Tag Archives: creme fraiche

Baked Figs

Figs ready for baking, with ginger wine, honey and rosemary.

It’s fair to say I wasn’t expecting a heart attack. Frankly Monty Python had more of an inkling about the Spanish Inquisition, and we all know how expected that was. Yes, I had the genetic predisposition and lived the lifestyle – but ticking all the boxes doesn’t always win you the main prize. Not always…

This time though I knew I must have hit some kind of jackpot because blue lights started flashing, sirens wailed and the machine wired up to my chest made frequent, frantic beeping noises. Turns out this prize was life-saving, piercing-edge, percutaneous surgery, and the specialist teams at the West Middlesex and Hammersmith Hospitals have earned – in every sense – my undying gratitude.

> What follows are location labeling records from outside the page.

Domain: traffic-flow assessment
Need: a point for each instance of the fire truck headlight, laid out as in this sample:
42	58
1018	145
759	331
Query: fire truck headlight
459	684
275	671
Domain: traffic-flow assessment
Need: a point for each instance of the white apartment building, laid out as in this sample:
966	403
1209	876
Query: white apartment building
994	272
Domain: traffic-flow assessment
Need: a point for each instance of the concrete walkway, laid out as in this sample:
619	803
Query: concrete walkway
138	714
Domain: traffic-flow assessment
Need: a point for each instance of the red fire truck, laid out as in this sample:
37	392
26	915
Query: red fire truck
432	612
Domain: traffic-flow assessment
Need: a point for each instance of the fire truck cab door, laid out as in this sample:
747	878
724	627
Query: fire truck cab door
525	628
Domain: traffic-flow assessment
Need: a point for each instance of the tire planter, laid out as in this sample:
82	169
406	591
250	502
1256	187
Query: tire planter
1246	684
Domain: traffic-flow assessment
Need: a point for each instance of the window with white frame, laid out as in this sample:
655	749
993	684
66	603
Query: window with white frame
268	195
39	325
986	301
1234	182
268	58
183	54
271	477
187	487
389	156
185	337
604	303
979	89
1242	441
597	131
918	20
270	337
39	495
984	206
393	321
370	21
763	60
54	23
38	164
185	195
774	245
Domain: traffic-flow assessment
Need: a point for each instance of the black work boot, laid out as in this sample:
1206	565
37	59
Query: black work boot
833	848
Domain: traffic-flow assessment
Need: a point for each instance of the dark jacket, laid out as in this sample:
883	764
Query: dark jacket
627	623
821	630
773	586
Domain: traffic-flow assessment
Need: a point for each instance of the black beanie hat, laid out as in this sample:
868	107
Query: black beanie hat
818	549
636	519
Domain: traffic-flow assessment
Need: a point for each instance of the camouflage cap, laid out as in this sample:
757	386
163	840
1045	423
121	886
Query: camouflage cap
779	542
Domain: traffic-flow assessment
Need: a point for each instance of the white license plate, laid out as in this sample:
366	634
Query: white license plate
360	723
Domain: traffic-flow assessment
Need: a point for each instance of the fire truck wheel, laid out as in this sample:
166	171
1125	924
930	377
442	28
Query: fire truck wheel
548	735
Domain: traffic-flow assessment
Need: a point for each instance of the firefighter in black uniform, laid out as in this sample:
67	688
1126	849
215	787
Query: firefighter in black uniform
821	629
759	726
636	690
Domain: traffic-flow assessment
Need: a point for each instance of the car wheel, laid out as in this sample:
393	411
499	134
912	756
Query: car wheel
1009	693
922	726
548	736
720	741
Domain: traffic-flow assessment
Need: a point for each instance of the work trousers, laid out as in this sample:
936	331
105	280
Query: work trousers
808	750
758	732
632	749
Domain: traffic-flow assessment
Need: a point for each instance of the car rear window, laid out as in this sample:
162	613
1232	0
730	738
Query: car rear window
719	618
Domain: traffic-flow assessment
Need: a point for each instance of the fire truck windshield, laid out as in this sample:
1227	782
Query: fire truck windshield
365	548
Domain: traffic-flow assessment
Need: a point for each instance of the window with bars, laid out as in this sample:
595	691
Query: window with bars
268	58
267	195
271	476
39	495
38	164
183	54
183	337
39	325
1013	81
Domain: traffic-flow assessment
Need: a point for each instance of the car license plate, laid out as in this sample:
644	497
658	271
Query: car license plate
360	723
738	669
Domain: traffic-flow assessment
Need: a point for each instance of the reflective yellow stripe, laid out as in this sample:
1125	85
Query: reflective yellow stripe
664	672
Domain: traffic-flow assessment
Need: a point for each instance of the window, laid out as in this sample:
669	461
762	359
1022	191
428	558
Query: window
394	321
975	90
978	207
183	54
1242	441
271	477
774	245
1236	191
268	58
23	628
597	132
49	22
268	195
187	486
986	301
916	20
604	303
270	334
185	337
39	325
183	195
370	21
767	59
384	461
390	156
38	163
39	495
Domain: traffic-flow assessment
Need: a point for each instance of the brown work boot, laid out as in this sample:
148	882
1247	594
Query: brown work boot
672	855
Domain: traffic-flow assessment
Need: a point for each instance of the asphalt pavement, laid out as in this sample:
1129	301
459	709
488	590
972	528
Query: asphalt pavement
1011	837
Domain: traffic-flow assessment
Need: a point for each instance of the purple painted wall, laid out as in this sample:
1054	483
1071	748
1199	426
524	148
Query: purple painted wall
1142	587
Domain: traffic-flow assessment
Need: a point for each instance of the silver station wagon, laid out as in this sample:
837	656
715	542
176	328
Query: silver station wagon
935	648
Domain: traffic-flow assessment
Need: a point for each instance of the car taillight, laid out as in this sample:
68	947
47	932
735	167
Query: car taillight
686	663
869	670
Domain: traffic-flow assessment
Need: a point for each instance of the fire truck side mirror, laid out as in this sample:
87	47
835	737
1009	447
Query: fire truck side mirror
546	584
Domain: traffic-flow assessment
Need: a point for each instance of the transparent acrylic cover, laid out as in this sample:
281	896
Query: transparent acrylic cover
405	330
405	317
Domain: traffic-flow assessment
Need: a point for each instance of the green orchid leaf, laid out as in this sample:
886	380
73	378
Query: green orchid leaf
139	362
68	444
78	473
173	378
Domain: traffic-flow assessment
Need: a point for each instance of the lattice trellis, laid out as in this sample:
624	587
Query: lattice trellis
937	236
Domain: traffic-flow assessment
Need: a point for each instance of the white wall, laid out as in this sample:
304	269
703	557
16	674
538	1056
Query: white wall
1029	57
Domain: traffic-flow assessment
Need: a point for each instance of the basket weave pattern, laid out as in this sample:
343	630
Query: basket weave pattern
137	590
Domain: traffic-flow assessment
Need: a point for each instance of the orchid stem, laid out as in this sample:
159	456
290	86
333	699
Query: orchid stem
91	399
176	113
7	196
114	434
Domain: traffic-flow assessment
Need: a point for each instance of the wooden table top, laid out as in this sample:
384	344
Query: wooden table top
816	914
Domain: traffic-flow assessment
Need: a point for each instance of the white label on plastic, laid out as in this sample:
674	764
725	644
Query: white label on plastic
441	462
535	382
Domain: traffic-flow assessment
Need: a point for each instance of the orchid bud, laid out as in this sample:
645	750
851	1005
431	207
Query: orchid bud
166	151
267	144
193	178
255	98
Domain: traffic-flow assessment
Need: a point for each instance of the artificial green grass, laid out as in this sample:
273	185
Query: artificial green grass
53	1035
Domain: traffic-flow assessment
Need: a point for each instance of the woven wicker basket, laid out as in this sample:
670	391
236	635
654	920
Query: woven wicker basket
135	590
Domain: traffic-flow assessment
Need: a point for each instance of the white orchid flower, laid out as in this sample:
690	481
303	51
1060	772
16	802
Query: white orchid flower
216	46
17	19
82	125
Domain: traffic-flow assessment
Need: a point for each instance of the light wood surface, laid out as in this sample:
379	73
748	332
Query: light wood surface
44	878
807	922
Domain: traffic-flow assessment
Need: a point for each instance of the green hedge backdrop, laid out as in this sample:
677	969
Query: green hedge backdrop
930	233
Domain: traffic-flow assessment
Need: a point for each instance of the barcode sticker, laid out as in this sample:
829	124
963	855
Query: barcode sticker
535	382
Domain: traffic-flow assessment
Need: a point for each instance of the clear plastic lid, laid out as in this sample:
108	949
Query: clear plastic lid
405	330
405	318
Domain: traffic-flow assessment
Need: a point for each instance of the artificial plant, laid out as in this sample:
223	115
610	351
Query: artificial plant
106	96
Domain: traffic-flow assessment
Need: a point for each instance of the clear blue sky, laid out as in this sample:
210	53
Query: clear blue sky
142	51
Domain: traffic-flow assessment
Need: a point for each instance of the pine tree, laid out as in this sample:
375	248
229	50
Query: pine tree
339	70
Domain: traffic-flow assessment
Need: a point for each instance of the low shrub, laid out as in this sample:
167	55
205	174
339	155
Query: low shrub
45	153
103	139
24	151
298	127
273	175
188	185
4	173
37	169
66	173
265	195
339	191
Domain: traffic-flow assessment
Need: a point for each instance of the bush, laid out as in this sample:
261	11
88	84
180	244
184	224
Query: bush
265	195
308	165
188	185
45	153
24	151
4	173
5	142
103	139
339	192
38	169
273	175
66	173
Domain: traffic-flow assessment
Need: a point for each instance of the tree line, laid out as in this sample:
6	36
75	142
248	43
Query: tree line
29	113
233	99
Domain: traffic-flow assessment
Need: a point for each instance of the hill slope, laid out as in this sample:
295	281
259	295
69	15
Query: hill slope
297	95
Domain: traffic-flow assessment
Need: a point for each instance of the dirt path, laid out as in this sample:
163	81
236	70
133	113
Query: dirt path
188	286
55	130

So now I’m faced with a choice food-wise: renounce totally anything enjoyable but potentially naughty and live out my days in the epicurean equivalent of a hair shirt, or expend some additional effort on finding foods that are both healthy and beautiful [whilst admitting the odd something sinful from time to time]. Actually you make the same choice several times every day, this sort of thing just has a way of turning decisions into DECISIONS.

Well I’ve made mine. And I will not go hungry into that good night.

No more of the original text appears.